NELA-GT-2022: A Large Multi-Labelled News Dataset for The Study of Misinformation in News Articles¶
Authors: Maurício Gruppi, Benjamin D. Horne, Sibel Adalı
Venue: arXiv, 2203.05659 (March 2023)
TL;DR¶
Presents the fifth NELA-GT dataset release: 1.78 million news articles from 361 outlets spanning all of 2022, with source-level veracity labels from Media Bias/Fact Check and embedded tweet data. Focuses on stabilizing collection infrastructure to achieve near-complete temporal coverage, enabling robust benchmarking of fake news detection methods and longitudinal analysis of media coverage across high- and low-credibility sources.
Contributions¶
- Large-scale longitudinal dataset — 1,778,361 articles from 361 sources with complete daily coverage throughout 2022 (estimated minimal missing data)
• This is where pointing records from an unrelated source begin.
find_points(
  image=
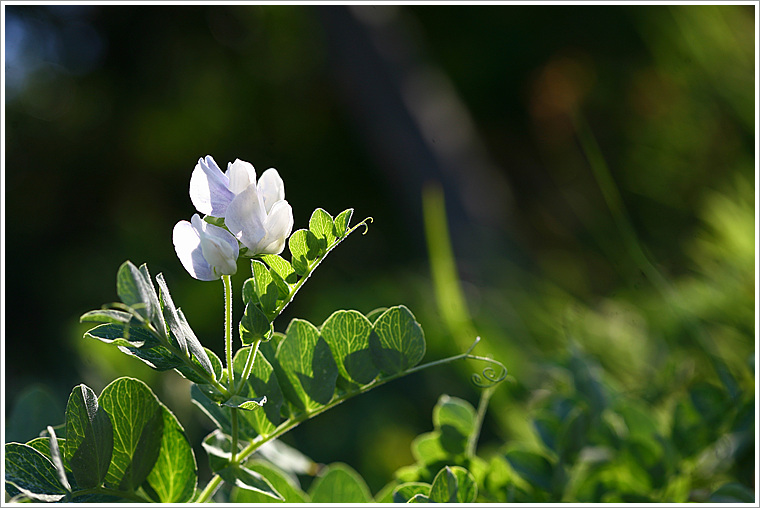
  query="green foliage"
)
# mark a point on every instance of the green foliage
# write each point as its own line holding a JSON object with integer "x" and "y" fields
{"x": 149, "y": 327}
{"x": 124, "y": 443}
- Multi-dimensional ground truth — source-level factuality scores (0–5) and conspiracy/pseudoscience classification from Media Bias/Fact Check, with 337 of 361 outlets labeled
- Embedded social context — 346,283 distinct tweets embedded in articles, enabling hybrid-media analysis
- Event-based analysis subsets — pre-filtered collections for Russo-Ukrainian War and Roe v. Wade overturning with keyword lists
- Public-domain release — SQLite and JSON formats with Python tools for data access and extraction
Method¶
RSS feeds from 361 news outlets were scraped twice daily throughout 2022 using feedparser and Goose3 libraries. Outlet list inherited from prior releases. Collected metadata: publication date, content, author, URL, normalized source name. Embedded tweets extracted from article HTML via Goose3 and stored with article ID and tweet text. Media Bias/Fact Check labels applied at source level (no per-article labels, unlike prior gold standards).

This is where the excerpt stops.